CORNWALL Council is set to miss its savings target by more than £13million and is also almost £400m in debt.
The figures have been revealed in a report due to go before the council’s Cabinet this morning.
Last year the council set itself a target of saving £40.6m in 2013/14 but current projections show that it is only likely to deliver savings of £27.4m.
Added to which the council’s finance officers state that a £10m contingency fund established last year has already been accounted for.
A large part of the shortfall in savings is due to the council’s adult social care department failing to meet its own targets.
For 2013/14 the department was expected to deliver savings of £18.5m but, based on figures compiled in December, is expected to only reach £9.7m.
Further details of the council’s budget also show that the adult social care department is set to overspend this financial year by £11m. However the impact of this will be reduced with the council set to use £5.45m from its contingency to plug the gap.

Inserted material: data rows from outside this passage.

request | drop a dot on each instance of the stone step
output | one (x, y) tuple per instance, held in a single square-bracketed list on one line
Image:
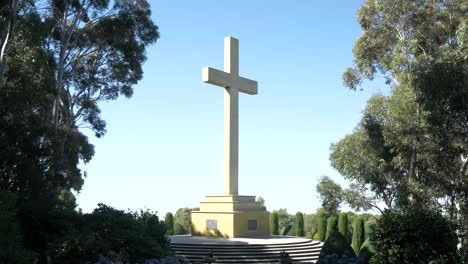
[(227, 249), (248, 251), (298, 244)]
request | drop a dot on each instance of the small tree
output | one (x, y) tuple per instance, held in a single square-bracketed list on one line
[(414, 235), (299, 224), (274, 225), (358, 234), (332, 225), (322, 225), (169, 222), (183, 218), (343, 224)]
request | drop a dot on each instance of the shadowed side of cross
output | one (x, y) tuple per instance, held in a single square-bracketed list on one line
[(233, 84)]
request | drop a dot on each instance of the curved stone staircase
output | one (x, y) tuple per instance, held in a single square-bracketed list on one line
[(300, 251)]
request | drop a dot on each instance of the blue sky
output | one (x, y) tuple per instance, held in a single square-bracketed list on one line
[(164, 146)]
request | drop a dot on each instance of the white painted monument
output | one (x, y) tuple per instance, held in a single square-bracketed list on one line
[(231, 214), (233, 84)]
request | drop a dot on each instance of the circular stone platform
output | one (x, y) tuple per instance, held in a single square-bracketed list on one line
[(246, 250)]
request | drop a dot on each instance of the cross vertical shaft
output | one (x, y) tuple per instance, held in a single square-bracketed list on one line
[(231, 119), (232, 84)]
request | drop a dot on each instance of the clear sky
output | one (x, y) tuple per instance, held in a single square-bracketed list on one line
[(164, 146)]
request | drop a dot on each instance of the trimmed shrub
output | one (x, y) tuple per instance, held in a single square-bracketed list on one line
[(322, 225), (358, 234), (274, 225), (179, 229), (332, 226), (367, 251), (287, 229), (343, 225), (414, 235), (299, 224), (291, 230), (337, 248), (169, 222)]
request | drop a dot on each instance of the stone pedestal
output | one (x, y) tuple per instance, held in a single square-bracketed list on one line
[(230, 216)]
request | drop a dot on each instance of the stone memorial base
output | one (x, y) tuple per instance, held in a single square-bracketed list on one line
[(230, 216)]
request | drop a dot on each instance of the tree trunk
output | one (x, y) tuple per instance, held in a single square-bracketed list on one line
[(6, 37)]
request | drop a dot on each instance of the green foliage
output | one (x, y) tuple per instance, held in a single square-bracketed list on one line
[(11, 247), (274, 227), (310, 225), (131, 236), (183, 218), (322, 225), (65, 57), (288, 230), (343, 224), (367, 251), (332, 226), (414, 235), (169, 223), (330, 194), (299, 224), (336, 244), (284, 220), (179, 229), (358, 234)]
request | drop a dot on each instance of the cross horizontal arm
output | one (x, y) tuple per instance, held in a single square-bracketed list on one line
[(224, 79), (247, 86), (216, 77)]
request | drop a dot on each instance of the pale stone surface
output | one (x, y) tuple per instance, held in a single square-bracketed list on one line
[(267, 240), (233, 84), (231, 212)]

Other departments which are set to miss their savings targets include children , schools and families which has missed by £1.6m due to delays to a review of its transport service.

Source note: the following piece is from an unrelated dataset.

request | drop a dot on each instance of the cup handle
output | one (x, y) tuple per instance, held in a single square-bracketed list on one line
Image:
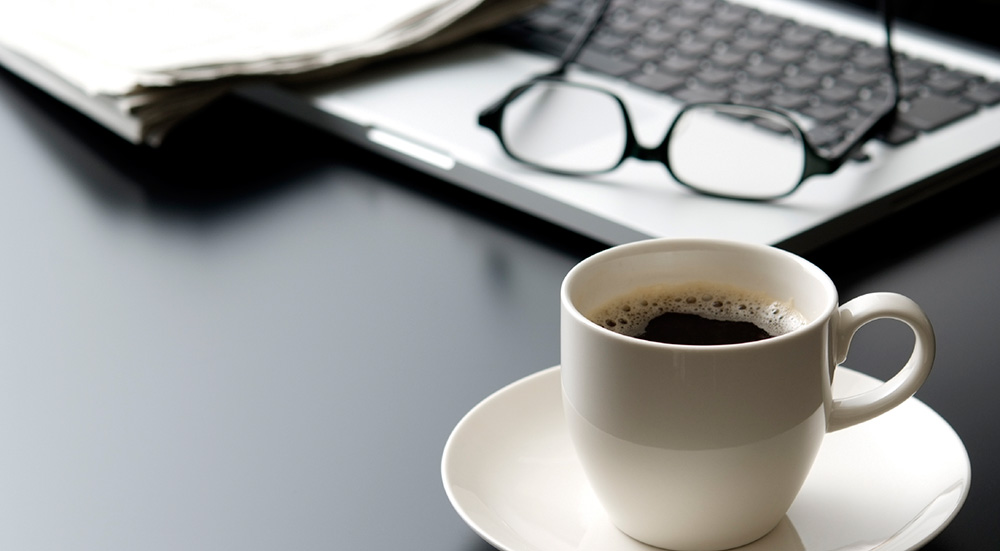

The environment department has missed its target by £1.1m which is attributed in part to the delay in passing public toilets to town and parish councils.
And the corporate items department is set to come in £1.2m below its target due to a shortfall in expected profits at Cormac.

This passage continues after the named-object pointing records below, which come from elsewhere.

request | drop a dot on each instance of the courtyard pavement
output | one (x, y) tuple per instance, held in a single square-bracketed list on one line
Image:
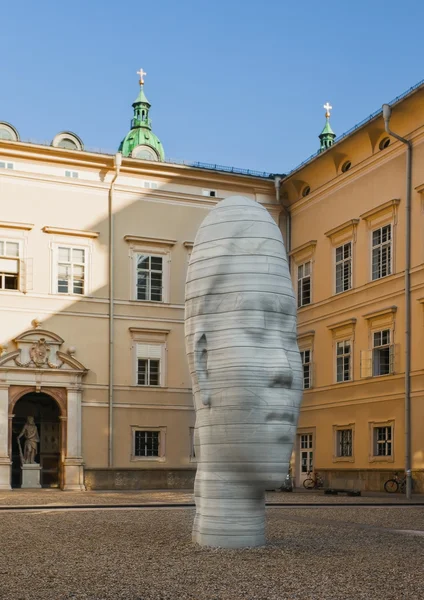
[(313, 552)]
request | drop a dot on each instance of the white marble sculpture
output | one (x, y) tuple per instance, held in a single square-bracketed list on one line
[(240, 327)]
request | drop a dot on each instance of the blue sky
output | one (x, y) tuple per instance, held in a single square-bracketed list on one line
[(232, 82)]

The report – which was set to go before the council’s Cabinet yesterday – also details the council’s current borrowing.
In total the council’s current debt stands at £801m which consists of £632m in long term loans and £169m short term.
However the council also currently has £402m in investments so its net debt is currently £399m.
Alex Folkes, Cornwall Council Cabinet member for finance and resources, said: “Most departments are on course to meet their budgets or even coming in under budget, but there have been significant pressures on adult care and a transport project which we originally had thought would deliver this year but has been delayed. We are aware of the on-going issue in adult care and will be working hard on it over the course of the next two years.
“Alternative savings have been found to replace these planned savings and the overall position at the moment is a projected overspend at the end of the year of just below £1m. We are confident that there is further action that we can take to ensure that the budget will balance by the year end.
“The net debt position is pretty standard for an authority of our size. Our treasury management policy, agreed by full council each year and reported back to them on a regular basis, is to borrow to finance investment and capital projects. With interest rates comparatively low, this makes financial sense.”